Alena merupakan putri dari pasangan Abimanyu dan Zahra. Abimanyu merupakan pengusaha yang sangat sukses. Kekayaannya tidak main-main. Mungkin sampai tujuh turunan kekayaan itu tidak akan habis.
Alena merupakan anak tunggal. Dia selalu dimanja dan dilimpahi kasih sayang yang berlimpah. Meski begitu tidak membuat Alena menjadi sombong.
Kehidupan Alena berubah seratus delapan puluh derajat semenjak tragedi yang menimpah keluarganya.
Kedua orang tua Alena terbunuh saat mereka sedang merayakan ulang tahun Alena yang ke tujuh belas tahun. Keduanya di tembak di depan matanya.
Alena sendiri berhasil selamat dari kejaran pembunuh, karena loncat kedalam jurang. Beruntung nyawanya masih bisa terselamatkan.
Bagaiamana Alena melanjutkan hidupnya?
Akankah ia berhasil membalas orang yang sudah membunuh kedua orang tuanya?

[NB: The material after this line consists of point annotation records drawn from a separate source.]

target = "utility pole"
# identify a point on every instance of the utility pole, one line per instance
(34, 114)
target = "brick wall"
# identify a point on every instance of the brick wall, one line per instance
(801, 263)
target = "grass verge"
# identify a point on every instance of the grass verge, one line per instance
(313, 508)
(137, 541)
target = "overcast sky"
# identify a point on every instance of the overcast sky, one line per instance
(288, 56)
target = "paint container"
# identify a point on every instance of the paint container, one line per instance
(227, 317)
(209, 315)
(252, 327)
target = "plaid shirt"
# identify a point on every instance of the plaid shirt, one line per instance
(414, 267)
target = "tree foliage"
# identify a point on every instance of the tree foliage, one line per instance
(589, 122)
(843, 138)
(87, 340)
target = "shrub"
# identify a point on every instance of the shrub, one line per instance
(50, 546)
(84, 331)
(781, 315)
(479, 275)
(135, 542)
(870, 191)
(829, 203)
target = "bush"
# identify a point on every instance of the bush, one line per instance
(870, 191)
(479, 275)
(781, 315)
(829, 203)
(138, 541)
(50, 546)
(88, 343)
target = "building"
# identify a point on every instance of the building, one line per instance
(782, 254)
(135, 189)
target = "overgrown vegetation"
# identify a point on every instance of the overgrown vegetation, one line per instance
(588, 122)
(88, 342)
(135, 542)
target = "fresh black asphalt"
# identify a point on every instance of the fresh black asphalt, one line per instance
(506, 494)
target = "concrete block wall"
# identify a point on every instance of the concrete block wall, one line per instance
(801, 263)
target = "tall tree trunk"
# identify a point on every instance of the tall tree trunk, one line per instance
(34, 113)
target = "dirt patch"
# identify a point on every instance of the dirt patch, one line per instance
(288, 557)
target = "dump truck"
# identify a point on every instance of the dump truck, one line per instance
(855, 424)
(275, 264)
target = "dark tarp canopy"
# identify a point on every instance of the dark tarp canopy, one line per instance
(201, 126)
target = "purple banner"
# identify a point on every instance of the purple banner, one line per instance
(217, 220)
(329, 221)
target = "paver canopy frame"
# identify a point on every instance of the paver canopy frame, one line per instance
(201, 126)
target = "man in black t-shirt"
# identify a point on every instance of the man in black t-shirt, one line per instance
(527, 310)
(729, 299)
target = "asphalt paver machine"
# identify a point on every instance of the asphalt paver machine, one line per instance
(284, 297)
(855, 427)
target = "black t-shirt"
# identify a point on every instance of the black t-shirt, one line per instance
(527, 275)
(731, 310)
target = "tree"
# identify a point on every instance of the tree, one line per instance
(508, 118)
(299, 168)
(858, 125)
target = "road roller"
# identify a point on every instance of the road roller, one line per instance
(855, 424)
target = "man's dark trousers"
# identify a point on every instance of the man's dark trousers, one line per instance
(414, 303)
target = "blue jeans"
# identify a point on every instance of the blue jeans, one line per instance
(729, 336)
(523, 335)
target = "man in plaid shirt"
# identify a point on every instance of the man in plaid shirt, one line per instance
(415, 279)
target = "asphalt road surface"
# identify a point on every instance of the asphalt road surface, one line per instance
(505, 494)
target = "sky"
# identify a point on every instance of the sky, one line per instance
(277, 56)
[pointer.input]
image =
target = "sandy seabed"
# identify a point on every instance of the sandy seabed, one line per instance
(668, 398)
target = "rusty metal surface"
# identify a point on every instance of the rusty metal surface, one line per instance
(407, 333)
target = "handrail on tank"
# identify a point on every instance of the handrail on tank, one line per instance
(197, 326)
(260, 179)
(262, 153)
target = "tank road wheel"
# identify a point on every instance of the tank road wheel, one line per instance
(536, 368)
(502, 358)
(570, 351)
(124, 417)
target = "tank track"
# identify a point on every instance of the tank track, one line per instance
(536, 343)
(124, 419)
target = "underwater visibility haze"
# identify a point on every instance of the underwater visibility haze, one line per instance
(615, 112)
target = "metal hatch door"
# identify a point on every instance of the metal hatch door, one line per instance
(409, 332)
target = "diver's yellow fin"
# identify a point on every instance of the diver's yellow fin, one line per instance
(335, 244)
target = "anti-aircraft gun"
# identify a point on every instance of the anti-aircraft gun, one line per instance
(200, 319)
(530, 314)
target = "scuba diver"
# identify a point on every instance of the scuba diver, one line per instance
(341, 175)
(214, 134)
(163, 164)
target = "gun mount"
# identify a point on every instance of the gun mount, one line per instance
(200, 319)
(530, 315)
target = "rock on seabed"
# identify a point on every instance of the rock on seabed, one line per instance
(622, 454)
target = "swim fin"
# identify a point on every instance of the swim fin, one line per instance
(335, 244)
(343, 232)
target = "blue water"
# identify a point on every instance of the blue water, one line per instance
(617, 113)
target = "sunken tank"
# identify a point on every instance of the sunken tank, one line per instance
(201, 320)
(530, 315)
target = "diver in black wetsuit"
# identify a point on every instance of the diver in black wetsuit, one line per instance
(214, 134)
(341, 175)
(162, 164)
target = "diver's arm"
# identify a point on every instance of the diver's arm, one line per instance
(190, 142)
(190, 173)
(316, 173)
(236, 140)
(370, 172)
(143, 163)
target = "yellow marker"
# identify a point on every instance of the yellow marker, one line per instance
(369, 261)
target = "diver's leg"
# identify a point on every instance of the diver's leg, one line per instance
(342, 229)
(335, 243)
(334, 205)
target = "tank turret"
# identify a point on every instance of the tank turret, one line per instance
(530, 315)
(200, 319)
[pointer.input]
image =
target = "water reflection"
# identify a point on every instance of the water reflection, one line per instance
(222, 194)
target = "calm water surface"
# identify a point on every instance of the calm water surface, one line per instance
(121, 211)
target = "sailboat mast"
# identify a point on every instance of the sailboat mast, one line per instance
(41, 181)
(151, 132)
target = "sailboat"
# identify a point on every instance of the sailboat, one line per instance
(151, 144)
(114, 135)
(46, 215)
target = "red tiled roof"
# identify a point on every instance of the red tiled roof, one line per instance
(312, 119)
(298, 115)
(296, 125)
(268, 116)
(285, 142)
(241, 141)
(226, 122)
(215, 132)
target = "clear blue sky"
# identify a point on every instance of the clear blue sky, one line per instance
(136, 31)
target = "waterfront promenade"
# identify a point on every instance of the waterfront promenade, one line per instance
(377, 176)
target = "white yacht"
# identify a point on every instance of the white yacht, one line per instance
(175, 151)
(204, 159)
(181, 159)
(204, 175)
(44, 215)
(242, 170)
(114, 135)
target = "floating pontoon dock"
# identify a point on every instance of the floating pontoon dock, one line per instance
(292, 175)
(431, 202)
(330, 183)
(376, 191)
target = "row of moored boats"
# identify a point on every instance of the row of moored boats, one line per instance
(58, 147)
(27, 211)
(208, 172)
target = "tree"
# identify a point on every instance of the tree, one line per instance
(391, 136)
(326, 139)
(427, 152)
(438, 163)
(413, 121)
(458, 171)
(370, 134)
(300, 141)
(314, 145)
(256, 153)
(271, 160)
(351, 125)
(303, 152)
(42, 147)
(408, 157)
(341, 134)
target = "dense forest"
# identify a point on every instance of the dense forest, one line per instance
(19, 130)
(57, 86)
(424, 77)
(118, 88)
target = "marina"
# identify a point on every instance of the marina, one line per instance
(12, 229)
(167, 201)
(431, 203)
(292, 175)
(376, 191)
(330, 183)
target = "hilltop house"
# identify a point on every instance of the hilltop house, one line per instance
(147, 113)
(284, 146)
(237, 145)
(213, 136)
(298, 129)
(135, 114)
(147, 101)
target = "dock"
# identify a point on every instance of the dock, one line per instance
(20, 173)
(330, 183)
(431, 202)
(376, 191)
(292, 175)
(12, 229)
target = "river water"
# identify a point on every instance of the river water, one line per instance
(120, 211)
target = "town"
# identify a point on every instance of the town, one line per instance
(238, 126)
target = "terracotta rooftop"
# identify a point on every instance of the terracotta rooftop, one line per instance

Karya ini diterbitkan atas izin NovelToon Nurul Senggrong, isi konten hanyalah pandangan pribadi pembuatnya, tidak mewakili NovelToon sendiri
Melamar kerja
Alena mengikuti pelatihan dengan rajin. Bahkan ia sering melewatkan waktu luangnya untuk berlatih. Dengan kegigihannya ia berhasil mendapatkan sabuk kuning dalam waktu singkat.
Tidak mudah berlatih bersama anak dibawah usianya. Tidak sedikit orang yang mengolok bahkan menghinanya.
Apakah Alena peduli?
Tentu saja tidak. Dia tidak memperdulikan semua itu asal masih tahap wajar. Tapi dua teman sekamarnya tidak tinggal diam. Siapa pun yang berani padanya, maka harus harus berurusan dengan mereka.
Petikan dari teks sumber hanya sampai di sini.